Una priorità assoluta, che ha nei suoi obiettivi rendere sostenibile, anzi sostenibilmente competitivo il sistema. Non tutto è stato possibile finanziare, ci sono alcune carenze. Ma nonostante queste carenze (poche misure per la mobilità sostenibile urbana, il capitolo dell’economia circolare focalizzato unicamente sul ciclo dei rifiuti, la mancata cancellazione degli incentivi alle attività dannose per il clima e l’assenza di indicazioni sul carbon pricing), prevalgono gli aspetti positivi. Nella sua versione finale, il Piano contiene investimenti per la transizione ecologica di una dimensione ed estensione sconosciute in passato.

Ora però lo sforzo va concentrato sulla parte più difficile: la sua concreta attuazione, riempiendo di contenuti il concetto di transizione ecologica. C’è tanta strada da fare, a partire dall’essere credibili a dall’andare fino in fondo nella realizzazione delle riforme funzionali alla rivoluzione green. Il piano va accompagnato, infatti, da una serie di riforme non più rinviabili, perché si può far danno al Paese non solo facendo male, ma anche perdendo tempo.

È dunque un’occasione storica dalle grandi potenzialità, per dare una nuova direzione all’intera società. L’esito di questa sfida però non è scontato, a meno che non si cambi radicalmente il paradigma economico. Intercettare le risorse messe sul piatto dall’UE diventa prioritario per quelle aziende che vogliono fare della sostenibilità un tratto caratterizzante della propria identità.

Transizione ecologica: dove punta la ricerca e le scelte politiche da fare

Economia circolare e sostenibilità cruciale per istituzioni e aziende

L’amministrazione americana annuncia politiche in cui gli obiettivi di riduzione delle emissioni di carbonio sono in prima linea. Greta Thunberg e i suoi Fridayforfuture continuano a battersi per sensibilizzare persone, governi e aziende sulla necessità di un futuro sostenibile. L’Europa spinge nella stessa direzione con il Green New Deal, con l’obiettivo è fare dell’Europa la prima area carbon neutral al mondo, con un traguardo fissato al 2050. Il che impone uno sforzo condiviso da parte di istituzioni, associazioni e singoli cittadini per modificare usi, scelte strategiche e modelli di sviluppo.

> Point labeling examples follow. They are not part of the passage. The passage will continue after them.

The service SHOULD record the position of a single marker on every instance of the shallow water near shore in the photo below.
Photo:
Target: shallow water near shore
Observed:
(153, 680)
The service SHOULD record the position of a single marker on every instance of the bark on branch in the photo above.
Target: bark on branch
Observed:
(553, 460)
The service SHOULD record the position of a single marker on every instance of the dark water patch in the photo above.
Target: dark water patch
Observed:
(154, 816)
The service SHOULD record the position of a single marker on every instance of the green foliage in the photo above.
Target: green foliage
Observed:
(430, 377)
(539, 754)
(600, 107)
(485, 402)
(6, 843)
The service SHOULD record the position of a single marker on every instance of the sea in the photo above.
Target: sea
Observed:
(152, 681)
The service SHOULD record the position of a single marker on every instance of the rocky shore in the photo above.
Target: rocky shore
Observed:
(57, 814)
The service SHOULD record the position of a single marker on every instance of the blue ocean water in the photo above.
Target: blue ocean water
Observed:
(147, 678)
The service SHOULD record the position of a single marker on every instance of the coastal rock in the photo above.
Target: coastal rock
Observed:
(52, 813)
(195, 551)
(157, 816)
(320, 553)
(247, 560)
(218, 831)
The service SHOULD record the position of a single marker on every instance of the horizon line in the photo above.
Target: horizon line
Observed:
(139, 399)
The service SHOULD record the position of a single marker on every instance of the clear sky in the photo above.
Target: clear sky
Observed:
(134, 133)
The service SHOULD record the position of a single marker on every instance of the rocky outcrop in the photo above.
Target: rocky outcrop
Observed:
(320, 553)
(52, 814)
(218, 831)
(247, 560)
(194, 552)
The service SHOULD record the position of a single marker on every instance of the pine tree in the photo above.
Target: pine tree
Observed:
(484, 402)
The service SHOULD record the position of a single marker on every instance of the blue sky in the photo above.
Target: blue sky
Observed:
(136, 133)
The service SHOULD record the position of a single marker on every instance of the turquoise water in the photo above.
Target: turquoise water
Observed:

Uno sforzo che la corte costituzionale tedesca sembra aver preso sul serio, tanto da decidere la bocciatura della recente legge nazionale sul clima, definendola non sufficientemente estensiva a raggiungere gli obiettivi di riduzione delle emissioni nocive, in quanto gli obiettivi indicati si fermano al 2030. Ha così dato tempo fino al 2022 affinché il governo tedesco definisca gli obiettivi per la riduzione dei gas a effetto serra fino al 2050.

I segnali che arrivano sono inequivocabili. Le autorità pubbliche sembrano puntare molto sulla transizione ecologica, accompagnate in questo percorso anche dal mondo delle imprese, che sempre più stanno inserendo nei processi produttivi processi di economia circolare e stanno mostrano sempre più attenzione alla sostenibilità.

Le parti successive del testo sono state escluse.